We did it! It’s been a long day, but all thirty-five chickens have been killed, plucked and butchered. After the trauma of killing and butchering the first chicken (I won’t go into details) we didn’t think we’d get them all done today. But, we figured it out and fell into a rhythm.
At first we tried killing a few chickens with the axe and stump chop-off-the-head technique but this proved to be too messy and too traumatic for everyone (the chicken included). Instead we borrowed a slaughter cone from the neighbour. You use a slaughter cone by putting the chicken into the cone head first, slicing it’s jugular vein and letting the chicken bleed out. It’s much less traumatic and there are no headless chickens running around.
I took charge of the plucking and my sister and dad did the butchering. Of course we’d switch around depending on what was happening so we each got the chance to butcher and pluck.
A few of us who didn’t want to kill, pluck or butcher were on water duty. Water duty included keeping the scalding pot full of boiling water and refreshing the tubs of water we used for rinsing and cooling the chickens. My mom did the final cleaning of the chickens and prepped them for storage.
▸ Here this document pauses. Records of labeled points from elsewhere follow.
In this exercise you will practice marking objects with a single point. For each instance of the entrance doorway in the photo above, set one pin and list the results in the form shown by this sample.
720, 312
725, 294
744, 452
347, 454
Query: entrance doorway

There is one thing I came to realize today. Killing, plucking and butchering chickens is much more work than killing, skinning and butchering rabbits. Another win for raising meat rabbits! Now, it’s true that a plucking machine would have helped and that we’d probably get quicker with more experience. But still! It took us about six hours from set up to clean up to complete thirty-five chickens. We could have done thirty-five rabbits in half that time, easily.